The transformation programme has generated an incremental $16 million in total run-rate savings in the quarter, the company said, while incurring $11 million in restructuring charges and $3 million in capital expenditures.
WTW has reported a 3% decline in total revenue ($2.16 billion) for the first quarter of 2022, compared with $2.23 billion for the same period in the prior year. However, saw a 2% increase on an organic basis.
Adjusted EBITDA for Q1 was $518 million, up 6% compared to Adjusted EBITDA of $488 million in the prior-year first quarter.
In March, WTW announced its intention to transfer ownership of its Russian subsidiary to local management, who will operate independently in the Russian market.

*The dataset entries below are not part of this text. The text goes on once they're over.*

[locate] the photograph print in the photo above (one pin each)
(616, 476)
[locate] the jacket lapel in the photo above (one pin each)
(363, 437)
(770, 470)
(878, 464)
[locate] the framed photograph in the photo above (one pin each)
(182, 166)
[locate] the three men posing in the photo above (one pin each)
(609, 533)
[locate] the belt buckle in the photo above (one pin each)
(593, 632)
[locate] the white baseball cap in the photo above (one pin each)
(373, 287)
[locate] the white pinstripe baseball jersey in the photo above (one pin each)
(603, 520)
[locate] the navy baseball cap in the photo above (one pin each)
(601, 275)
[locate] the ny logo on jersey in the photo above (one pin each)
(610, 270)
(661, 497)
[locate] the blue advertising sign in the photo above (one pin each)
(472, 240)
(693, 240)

Upon deconsolidating, WTW recorded a non-cash loss on disposal of $57 million, and a non-cash impairment charge of $81 million related to its Russian business during the quarter.
WTW repurchased 9.9 million shares for $2.3 billion, achieving the $4 billion near-term share repurchase target set at Investor Day.
“Going forward, we believe we are well-positioned for success, with our industry-leading solutions and teams helping our clients address their most pressing needs in a volatile economic environment,” Hess said.
“We believe we remain on track to achieve our 2022 financial targets and are confident in our ability to deliver on our long-term goals for the benefit of all our stakeholders,” he concluded.